Skip directly to site content Skip directly to page options Skip directly to A-Z link Skip directly to A-Z link Skip directly to A-Z link
Volume 17, Number 2—February 2011

Eschar-associated Spotted Fever Rickettsiosis, Bahia, Brazil

Nanci Silva, Marina E. Eremeeva, Tatiana Rozental, Guilherme S. Ribeiro, Christopher D. Paddock, Eduardo Antonio G. Ramos, Alexsandra R.M. Favacho, Mitermayer G. Reis, Gregory A. Dasch, Elba R.S. de Lemos, and Albert I. KoComments to Author 
Author affiliations: Author affiliations: Medicine and Public Health School of Bahia, Salvador, Brazil (N. Silva); Centers for Disease Control and Prevention, Atlanta, Georgia, USA (M.E. Eremeeva, C.D. Paddock, G.A. Dasch); Instituto Oswaldo Cruz, Rio de Janeiro, Brazil (T. Rozental, A.R.M. Favacho, E.R.S. de Lemos); Instituto Oswaldo Cruz, Salvador (G.S. Ribeiro, E.A.G Ramos, M.G. Reis, A.I. Ko); Federal University of Bahia, Salvador (G.S. Ribeiro); Yale School of Public Health, New Haven, Connecticut, USA (A.I. Ko)

Cite This Article


In Brazil, Brazilian spotted fever was once considered the only tick-borne rickettsial disease. We report eschar-associated rickettsial disease that occurred after a tick bite. The etiologic agent is most related to Rickettsia parkeri, R. africae, and R. sibirica and probably widely distributed from São Paulo to Bahia in the Atlantic Forest.
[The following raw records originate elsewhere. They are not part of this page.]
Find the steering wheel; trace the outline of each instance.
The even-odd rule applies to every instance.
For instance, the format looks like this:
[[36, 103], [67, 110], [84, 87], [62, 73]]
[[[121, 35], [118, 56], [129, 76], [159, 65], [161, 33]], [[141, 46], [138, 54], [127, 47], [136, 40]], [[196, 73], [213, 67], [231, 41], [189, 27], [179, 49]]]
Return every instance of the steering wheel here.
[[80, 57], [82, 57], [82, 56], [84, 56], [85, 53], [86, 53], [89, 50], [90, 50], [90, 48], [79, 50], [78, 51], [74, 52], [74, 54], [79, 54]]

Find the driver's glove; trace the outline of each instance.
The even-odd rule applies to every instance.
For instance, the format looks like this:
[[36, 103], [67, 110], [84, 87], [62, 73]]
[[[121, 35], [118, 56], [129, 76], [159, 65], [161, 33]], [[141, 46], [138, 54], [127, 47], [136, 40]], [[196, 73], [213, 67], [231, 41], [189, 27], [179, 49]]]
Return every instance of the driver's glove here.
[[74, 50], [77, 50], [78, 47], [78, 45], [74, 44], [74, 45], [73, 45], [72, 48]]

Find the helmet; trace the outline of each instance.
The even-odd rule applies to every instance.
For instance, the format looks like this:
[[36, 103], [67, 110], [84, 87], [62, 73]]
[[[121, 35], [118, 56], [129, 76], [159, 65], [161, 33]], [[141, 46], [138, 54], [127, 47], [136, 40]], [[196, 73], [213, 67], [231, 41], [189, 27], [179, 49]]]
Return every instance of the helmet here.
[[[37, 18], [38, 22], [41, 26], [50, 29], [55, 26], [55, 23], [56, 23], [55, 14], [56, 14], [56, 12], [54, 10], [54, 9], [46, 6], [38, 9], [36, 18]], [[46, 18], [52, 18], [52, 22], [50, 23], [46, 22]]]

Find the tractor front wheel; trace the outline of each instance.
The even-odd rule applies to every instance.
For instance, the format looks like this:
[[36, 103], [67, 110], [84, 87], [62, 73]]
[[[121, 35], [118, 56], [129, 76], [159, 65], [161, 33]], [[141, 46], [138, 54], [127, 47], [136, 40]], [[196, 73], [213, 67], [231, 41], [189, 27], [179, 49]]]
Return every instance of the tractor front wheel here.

Brazilian spotted fever (BSF), caused by Rickettsia rickettsii, was at one time considered the only tick-borne rickettsial disease in Brazil (1). Its transmission in 5 southern states is primarily associated with Amblyomma cajennense, A. aureolatum, and Rhipicephalus sanguineus ticks; however, many other rickettsiae of unknown pathogenicity are carried by ticks in Brazil (1,2). We describe an eschar-associated rickettsiosis in a traveler from the state of Bahia, Brazil; this disease seems to have been caused by the same Rickettsia sp. that caused a similar disease in São Paulo in 2009 (3).

The Case

In April 2007, a 30-year-old man from Bahia sought care for a 6-day febrile illness that began 9 days after he found a tick attached to his right wrist while hiking and camping in the Chapada Diamantina National Park in Paty Valley (12°48′26′′S, 41°19′53′′W), a semiarid region in Bahia. Primary signs and symptoms were fever (39–40°C), severe myalgia, and swelling and pain at the site of the tick bite. Two days after onset of illness, the man noticed a scab forming on his right wrist and painful swelling in his right axillary region, followed 2 days later by a generalized rash and painful ulcerative lesions in the mouth. The patient sought medical care, and an outpatient physician prescribed acetaminophen and cefadroxil, which did not reduce symptoms.

Figure 1

Thumbnail of Lesions on day 6 of illness of patient with eschar-associated rickettsial disease, Bahia, Brazil, 2007. A) Eschar on right wrist; B) papular skin rash on left elbow; C) ulcerated lesion on lower lip; D) erosions on tongue mucosa; E) vesicular papular lesions on trunk.

Figure 1. Lesions on day 6 of illness of patient with eschar-associated rickettsial disease, Bahia, Brazil, 2007. A) Eschar on right wrist; B) papular skin rash on left elbow; C) ulcerated lesion on...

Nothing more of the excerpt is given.